Dev kripto şirketi ABD operasyonlarına yeniden başlayacak

Kripto kredi kuruluşu Nexo, düzenleyicilerle yaşadığı sorunlar nedeniyle 2022'de çıktığı ABD pazarına geri döndüğünü duyurdu. Şirket, Trump yönetimi dönemindeki daha inovasyon dostu atmosferin dönüş kararında belirleyici olduğunu vurguladı.
Kripto para kredi platformu Nexo, regülatörlerle yaşadığı anlaşmazlıklar sebebiyle yaklaşık iki yıl önce ayrıldığı Amerika Birleşik Devletleri (ABD) pazarına yeniden giriş yapacağını açıkladı. Şirket, bu kararda eski Başkan Donald Trump döneminde şekillenen inovasyon dostu yaklaşımın etkili olduğunu belirtti.
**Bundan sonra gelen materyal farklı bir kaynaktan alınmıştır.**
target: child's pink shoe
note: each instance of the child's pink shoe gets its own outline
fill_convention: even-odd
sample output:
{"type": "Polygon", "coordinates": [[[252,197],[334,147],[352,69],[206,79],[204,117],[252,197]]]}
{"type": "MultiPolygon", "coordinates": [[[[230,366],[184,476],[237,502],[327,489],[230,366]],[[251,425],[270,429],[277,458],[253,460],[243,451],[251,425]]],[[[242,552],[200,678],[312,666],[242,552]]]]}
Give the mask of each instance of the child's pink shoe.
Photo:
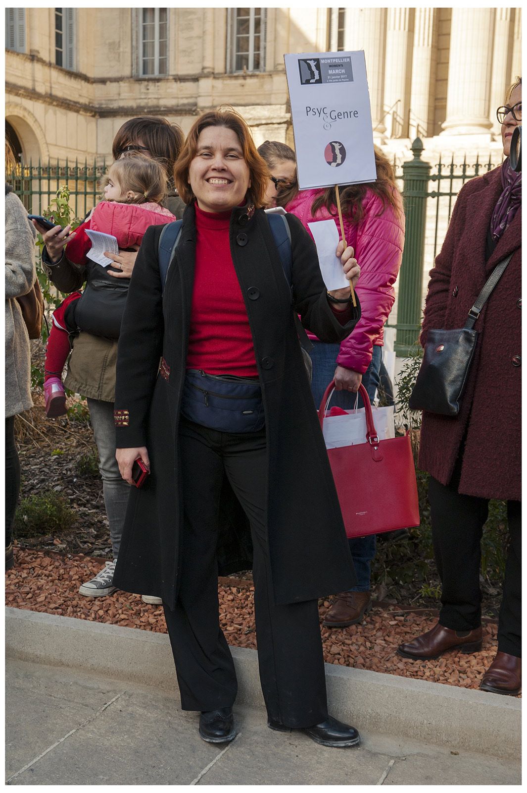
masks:
{"type": "Polygon", "coordinates": [[[44,397],[46,399],[46,416],[55,419],[64,416],[66,410],[66,393],[60,377],[50,377],[44,381],[44,397]]]}

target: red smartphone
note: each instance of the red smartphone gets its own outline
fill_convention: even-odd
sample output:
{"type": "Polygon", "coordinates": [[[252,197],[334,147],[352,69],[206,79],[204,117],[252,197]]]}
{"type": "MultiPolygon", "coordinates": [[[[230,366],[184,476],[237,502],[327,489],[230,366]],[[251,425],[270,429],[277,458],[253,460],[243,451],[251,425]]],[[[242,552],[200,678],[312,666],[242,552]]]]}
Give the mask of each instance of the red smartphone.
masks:
{"type": "Polygon", "coordinates": [[[132,465],[132,479],[136,488],[142,487],[150,473],[142,458],[136,458],[132,465]]]}

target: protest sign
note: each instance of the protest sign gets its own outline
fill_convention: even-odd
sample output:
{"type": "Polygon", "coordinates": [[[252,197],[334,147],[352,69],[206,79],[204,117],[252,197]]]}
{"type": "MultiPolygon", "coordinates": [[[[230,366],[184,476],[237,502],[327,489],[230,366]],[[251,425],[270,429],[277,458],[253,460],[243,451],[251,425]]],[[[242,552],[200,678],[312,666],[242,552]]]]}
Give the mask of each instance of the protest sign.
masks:
{"type": "Polygon", "coordinates": [[[284,56],[301,190],[374,182],[364,52],[284,56]]]}

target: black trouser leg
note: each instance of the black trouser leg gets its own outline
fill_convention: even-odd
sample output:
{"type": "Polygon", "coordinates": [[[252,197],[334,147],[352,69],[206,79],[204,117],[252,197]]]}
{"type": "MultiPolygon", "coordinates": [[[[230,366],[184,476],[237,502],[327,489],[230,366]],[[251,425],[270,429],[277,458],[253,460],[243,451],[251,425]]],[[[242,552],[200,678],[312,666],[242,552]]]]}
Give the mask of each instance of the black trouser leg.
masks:
{"type": "Polygon", "coordinates": [[[252,527],[259,665],[269,716],[288,726],[324,721],[325,678],[317,602],[274,603],[264,520],[265,431],[233,435],[182,422],[180,442],[185,504],[181,583],[176,609],[165,611],[182,707],[213,710],[232,704],[236,695],[233,665],[218,626],[217,569],[211,556],[226,471],[252,527]]]}
{"type": "Polygon", "coordinates": [[[264,518],[265,444],[241,454],[239,436],[231,438],[235,439],[226,447],[224,461],[251,524],[258,665],[267,714],[289,727],[311,726],[328,718],[317,603],[275,604],[264,518]]]}
{"type": "Polygon", "coordinates": [[[184,502],[180,584],[176,607],[165,606],[165,616],[183,710],[214,711],[232,706],[237,691],[218,614],[216,545],[223,463],[184,424],[180,447],[184,502]]]}
{"type": "Polygon", "coordinates": [[[13,523],[20,493],[20,460],[14,439],[14,416],[6,419],[6,547],[13,540],[13,523]]]}
{"type": "Polygon", "coordinates": [[[433,477],[428,496],[442,584],[439,623],[453,630],[472,630],[481,625],[481,535],[488,501],[458,493],[455,480],[444,485],[433,477]]]}
{"type": "Polygon", "coordinates": [[[509,550],[498,624],[498,649],[521,657],[521,504],[507,501],[509,550]]]}

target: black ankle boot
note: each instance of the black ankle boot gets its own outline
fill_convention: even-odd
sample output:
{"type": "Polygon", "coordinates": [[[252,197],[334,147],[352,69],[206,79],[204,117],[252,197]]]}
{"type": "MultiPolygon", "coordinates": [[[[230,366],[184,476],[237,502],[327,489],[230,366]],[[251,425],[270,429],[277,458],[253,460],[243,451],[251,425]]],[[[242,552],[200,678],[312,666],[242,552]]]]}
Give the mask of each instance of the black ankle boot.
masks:
{"type": "Polygon", "coordinates": [[[208,743],[227,743],[235,738],[232,707],[203,711],[199,717],[199,734],[208,743]]]}

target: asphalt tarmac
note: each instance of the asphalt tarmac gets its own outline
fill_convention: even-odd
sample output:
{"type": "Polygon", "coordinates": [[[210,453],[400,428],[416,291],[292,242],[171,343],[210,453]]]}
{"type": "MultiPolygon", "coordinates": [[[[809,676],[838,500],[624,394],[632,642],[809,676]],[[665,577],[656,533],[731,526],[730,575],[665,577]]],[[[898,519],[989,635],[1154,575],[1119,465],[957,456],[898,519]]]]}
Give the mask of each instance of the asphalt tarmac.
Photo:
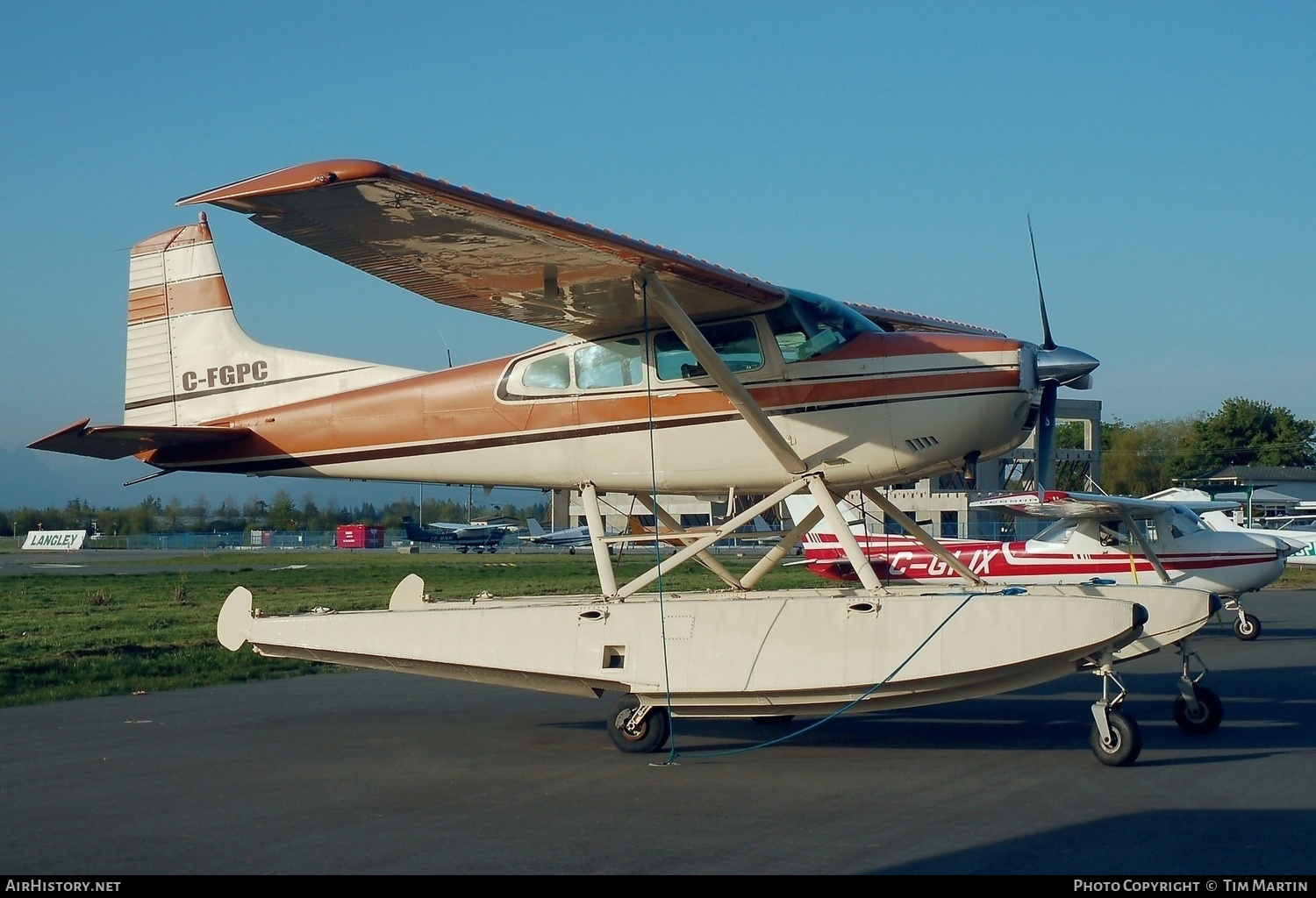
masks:
{"type": "MultiPolygon", "coordinates": [[[[0,710],[0,873],[1316,873],[1316,592],[1209,625],[1211,735],[1173,655],[1123,665],[1142,755],[1088,748],[1090,674],[624,755],[605,702],[401,673],[0,710]]],[[[1070,889],[1066,889],[1069,893],[1070,889]]]]}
Nexo, ABD'deki bireysel ve kurumsal müşterilere tüm hizmetlerini tekrar sunmayı hedefliyor.
ABD Yeniden Kripto Şirketlerinin İlgisini Çekiyor
Nexo Kurucu Ortağı Antoni Trenchev, Bulgaristan'da Donald Trump Jr. ile katıldığı bir basın etkinliğinde şirketin geri dönüş kararını paylaştı. Trenchev, Trump yönetimi dönemindeki vizyonun yeniden canlanmasıyla ABD'nin inovasyonun desteklendiği bir ortam haline geldiğini ifade etti. Basın açıklamasında, "Amerika geri döndü, Nexo da öyle," diyen Trenchev, kripto alanında öncü hamlelerin takdir gördüğü bir döneme girildiğine dikkat çekti.
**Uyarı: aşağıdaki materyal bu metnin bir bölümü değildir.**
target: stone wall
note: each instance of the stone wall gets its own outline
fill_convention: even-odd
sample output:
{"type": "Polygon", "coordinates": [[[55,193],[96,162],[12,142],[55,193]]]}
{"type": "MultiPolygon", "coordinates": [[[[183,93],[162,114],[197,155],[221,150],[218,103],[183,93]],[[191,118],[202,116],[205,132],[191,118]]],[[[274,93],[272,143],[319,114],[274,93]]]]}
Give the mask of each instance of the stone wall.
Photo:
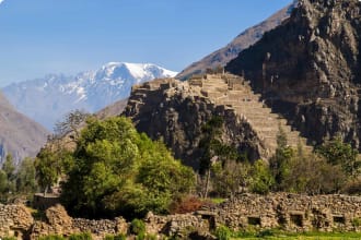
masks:
{"type": "Polygon", "coordinates": [[[361,230],[361,197],[347,195],[245,194],[209,209],[216,225],[240,230],[248,227],[289,231],[361,230]]]}
{"type": "Polygon", "coordinates": [[[33,223],[34,218],[25,206],[0,204],[0,238],[15,236],[22,239],[33,223]]]}
{"type": "MultiPolygon", "coordinates": [[[[0,205],[0,238],[38,239],[42,236],[70,236],[91,232],[93,239],[127,233],[129,224],[121,217],[90,220],[70,217],[61,205],[34,219],[23,205],[0,205]]],[[[185,238],[190,232],[209,237],[220,225],[233,230],[282,228],[288,231],[360,231],[361,197],[348,195],[299,195],[273,193],[266,196],[243,194],[201,211],[144,218],[147,232],[185,238]]]]}

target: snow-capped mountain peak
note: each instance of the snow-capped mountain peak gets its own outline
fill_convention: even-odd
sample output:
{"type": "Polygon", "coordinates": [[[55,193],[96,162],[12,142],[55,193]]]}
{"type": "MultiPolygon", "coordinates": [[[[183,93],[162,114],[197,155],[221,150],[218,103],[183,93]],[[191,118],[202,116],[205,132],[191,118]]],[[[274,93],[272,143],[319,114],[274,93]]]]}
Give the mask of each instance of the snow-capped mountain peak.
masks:
{"type": "Polygon", "coordinates": [[[49,74],[14,83],[4,87],[3,93],[21,112],[51,130],[70,110],[95,112],[127,98],[135,84],[176,74],[152,63],[108,62],[96,71],[75,76],[49,74]]]}

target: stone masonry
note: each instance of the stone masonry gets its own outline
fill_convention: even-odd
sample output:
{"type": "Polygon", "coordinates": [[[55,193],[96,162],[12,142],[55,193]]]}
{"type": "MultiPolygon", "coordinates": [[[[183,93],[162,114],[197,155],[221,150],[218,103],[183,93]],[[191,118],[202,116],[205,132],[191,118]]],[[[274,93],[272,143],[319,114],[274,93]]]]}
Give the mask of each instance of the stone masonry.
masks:
{"type": "MultiPolygon", "coordinates": [[[[197,232],[210,236],[220,225],[233,230],[282,228],[300,232],[360,231],[361,197],[349,195],[300,195],[272,193],[242,194],[220,205],[205,207],[189,214],[159,216],[149,213],[147,232],[180,238],[197,232]]],[[[61,205],[46,211],[46,218],[34,220],[23,205],[0,205],[0,238],[38,239],[47,235],[69,236],[91,232],[93,239],[107,235],[127,233],[129,224],[121,217],[90,220],[70,217],[61,205]]]]}
{"type": "Polygon", "coordinates": [[[263,104],[247,81],[232,74],[206,74],[187,82],[163,79],[133,86],[123,115],[151,139],[162,137],[175,157],[193,167],[196,164],[190,161],[199,157],[201,127],[212,116],[224,119],[223,141],[251,160],[273,155],[280,128],[289,145],[303,143],[312,149],[286,119],[263,104]]]}

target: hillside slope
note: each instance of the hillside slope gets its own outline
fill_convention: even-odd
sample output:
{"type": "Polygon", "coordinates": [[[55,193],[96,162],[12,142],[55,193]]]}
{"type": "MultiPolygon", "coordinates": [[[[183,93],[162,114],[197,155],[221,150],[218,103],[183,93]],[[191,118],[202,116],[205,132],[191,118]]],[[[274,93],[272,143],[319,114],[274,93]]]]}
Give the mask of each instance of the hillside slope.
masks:
{"type": "Polygon", "coordinates": [[[303,0],[225,69],[315,143],[338,134],[360,148],[360,1],[303,0]]]}
{"type": "Polygon", "coordinates": [[[34,157],[48,134],[42,125],[18,112],[0,92],[0,164],[8,154],[16,161],[34,157]]]}
{"type": "Polygon", "coordinates": [[[225,65],[229,61],[236,58],[238,53],[255,44],[261,38],[264,33],[280,25],[281,22],[290,16],[292,9],[296,5],[298,1],[278,11],[264,22],[249,27],[238,36],[236,36],[225,47],[210,53],[201,60],[191,63],[185,70],[183,70],[176,77],[179,80],[186,80],[193,74],[205,73],[207,69],[214,69],[219,65],[225,65]]]}
{"type": "Polygon", "coordinates": [[[13,83],[3,93],[19,111],[53,130],[71,110],[98,111],[128,97],[133,84],[175,74],[150,63],[109,62],[97,71],[75,76],[53,74],[13,83]]]}

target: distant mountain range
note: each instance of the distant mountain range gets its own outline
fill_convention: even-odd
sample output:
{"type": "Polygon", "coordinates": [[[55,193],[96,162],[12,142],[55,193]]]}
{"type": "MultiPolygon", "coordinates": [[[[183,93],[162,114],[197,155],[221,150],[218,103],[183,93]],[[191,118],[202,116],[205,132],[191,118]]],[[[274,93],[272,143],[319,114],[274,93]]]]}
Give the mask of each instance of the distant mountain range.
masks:
{"type": "Polygon", "coordinates": [[[127,98],[131,86],[177,73],[150,63],[109,62],[97,71],[66,76],[50,74],[3,88],[10,103],[48,130],[73,109],[95,112],[127,98]]]}
{"type": "Polygon", "coordinates": [[[206,56],[197,62],[191,63],[176,77],[179,80],[187,80],[190,75],[203,73],[207,69],[214,69],[219,65],[224,67],[232,59],[236,58],[242,50],[258,41],[266,32],[277,27],[282,23],[282,21],[290,17],[292,10],[296,7],[298,2],[298,0],[294,0],[292,4],[278,11],[264,22],[247,28],[225,47],[206,56]]]}
{"type": "Polygon", "coordinates": [[[0,165],[8,154],[16,163],[35,157],[48,134],[40,124],[18,112],[0,93],[0,165]]]}

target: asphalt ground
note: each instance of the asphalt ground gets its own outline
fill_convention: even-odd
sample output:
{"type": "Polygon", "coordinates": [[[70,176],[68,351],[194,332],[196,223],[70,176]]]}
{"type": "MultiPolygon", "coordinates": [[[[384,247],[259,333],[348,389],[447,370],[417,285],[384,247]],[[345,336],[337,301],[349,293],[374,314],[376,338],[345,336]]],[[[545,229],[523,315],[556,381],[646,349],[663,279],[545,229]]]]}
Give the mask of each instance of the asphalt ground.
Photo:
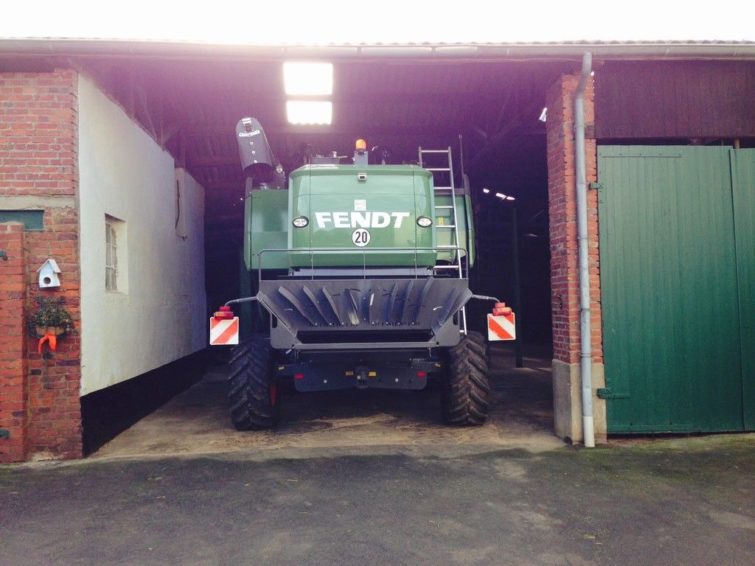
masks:
{"type": "Polygon", "coordinates": [[[216,367],[85,460],[0,467],[0,566],[753,563],[755,434],[567,446],[548,361],[491,354],[466,429],[431,389],[289,394],[241,433],[216,367]]]}
{"type": "Polygon", "coordinates": [[[0,467],[5,564],[752,564],[755,435],[0,467]]]}
{"type": "Polygon", "coordinates": [[[276,430],[239,432],[229,418],[227,366],[143,418],[92,458],[182,456],[342,449],[365,446],[485,446],[551,450],[563,446],[553,434],[551,362],[525,357],[514,367],[509,345],[490,348],[493,403],[485,426],[448,427],[441,422],[440,388],[423,391],[346,390],[283,394],[276,430]]]}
Şu anda 11 milyar dolar değerinde varlık yönettiği belirtilen Nexo, ABD pazarında yeniden faaliyete geçerek yüksek getirili tasarruf ürünleri, varlık teminatlı kredi limitleri ve gelişmiş alım satım çözümleri gibi kapsamlı hizmetler sunmaya hazırlanıyor. Şirket, 2022'nin sonlarına doğru "Faiz Getirili Ürün" (Earn Interest Product) konusunda eyalet ve federal düzeydeki düzenleyicilerle yürüttüğü müzakerelerde sonuç alamaması sebebiyle ABD'den çekilmişti. Aynı dönemde kripto para borsası FTX'in çöküşü ve sektöre yönelik artan yasal baskılar da bu kararı hızlandıran etmenler olarak öne çıktı.
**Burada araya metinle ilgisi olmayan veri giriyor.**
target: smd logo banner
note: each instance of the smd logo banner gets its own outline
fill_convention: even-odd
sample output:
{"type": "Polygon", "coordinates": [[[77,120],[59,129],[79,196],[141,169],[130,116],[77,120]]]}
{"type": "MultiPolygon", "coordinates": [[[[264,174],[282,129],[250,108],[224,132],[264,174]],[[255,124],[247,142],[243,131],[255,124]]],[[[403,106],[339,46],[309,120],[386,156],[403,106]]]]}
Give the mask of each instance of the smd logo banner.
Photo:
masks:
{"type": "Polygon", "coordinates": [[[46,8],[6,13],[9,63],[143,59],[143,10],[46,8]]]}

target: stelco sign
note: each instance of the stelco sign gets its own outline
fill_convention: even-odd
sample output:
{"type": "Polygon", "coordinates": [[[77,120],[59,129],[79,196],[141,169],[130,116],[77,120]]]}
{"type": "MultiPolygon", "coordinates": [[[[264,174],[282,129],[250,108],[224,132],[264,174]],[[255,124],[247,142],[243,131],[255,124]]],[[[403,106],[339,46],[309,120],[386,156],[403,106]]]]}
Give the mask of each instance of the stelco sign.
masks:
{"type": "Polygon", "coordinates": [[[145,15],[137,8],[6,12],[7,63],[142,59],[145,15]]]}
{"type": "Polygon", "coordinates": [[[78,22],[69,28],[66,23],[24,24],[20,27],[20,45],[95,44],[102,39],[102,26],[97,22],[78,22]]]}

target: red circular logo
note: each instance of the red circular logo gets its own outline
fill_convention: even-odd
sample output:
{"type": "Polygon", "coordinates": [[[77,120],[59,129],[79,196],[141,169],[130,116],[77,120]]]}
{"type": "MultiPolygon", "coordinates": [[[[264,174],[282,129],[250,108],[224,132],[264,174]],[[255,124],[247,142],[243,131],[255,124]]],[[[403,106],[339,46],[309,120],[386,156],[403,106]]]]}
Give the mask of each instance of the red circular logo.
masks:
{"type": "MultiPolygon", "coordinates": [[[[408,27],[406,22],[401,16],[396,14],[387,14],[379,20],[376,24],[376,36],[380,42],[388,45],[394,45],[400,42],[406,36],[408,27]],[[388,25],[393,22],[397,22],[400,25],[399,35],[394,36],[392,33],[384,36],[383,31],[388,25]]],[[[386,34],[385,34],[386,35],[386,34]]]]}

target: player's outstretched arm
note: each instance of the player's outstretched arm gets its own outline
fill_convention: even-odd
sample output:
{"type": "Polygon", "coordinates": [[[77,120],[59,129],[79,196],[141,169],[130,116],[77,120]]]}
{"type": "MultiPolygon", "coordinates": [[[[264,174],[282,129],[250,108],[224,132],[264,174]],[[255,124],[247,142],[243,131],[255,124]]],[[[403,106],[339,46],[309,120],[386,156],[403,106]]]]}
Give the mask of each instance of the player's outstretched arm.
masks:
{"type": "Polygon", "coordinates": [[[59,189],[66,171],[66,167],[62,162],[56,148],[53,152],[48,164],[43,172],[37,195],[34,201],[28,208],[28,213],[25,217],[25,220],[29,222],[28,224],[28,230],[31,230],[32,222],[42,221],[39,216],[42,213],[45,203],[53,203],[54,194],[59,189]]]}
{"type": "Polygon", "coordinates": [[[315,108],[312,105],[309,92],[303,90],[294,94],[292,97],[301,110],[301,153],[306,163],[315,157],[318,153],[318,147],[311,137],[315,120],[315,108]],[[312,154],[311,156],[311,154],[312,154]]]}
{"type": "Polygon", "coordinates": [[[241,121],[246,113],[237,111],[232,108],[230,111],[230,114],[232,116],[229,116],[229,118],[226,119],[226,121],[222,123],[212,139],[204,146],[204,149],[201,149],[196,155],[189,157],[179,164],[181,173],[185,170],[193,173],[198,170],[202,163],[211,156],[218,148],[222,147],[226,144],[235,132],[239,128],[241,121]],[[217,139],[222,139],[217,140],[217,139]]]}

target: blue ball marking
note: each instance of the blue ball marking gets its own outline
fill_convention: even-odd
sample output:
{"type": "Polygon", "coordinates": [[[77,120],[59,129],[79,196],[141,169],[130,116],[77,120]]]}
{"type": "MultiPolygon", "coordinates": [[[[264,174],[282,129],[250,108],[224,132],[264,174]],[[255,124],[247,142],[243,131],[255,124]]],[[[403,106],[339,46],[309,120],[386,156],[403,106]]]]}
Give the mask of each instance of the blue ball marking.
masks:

Nexo, o dönemde özellikle Kaliforniya ve New York gibi eyaletlerden gelen yaptırımların "imkânsız ortam" yarattığını belirterek ABD operasyonlarını durdurma kararı almıştı. Şimdiki geri dönüş, kripto para piyasasına dair olumlu beklentilerin artması ve ABD'deki politik iklimin yeniden inovasyonu teşvik eden bir seviyeye geldiği algısıyla ilişkilendiriliyor.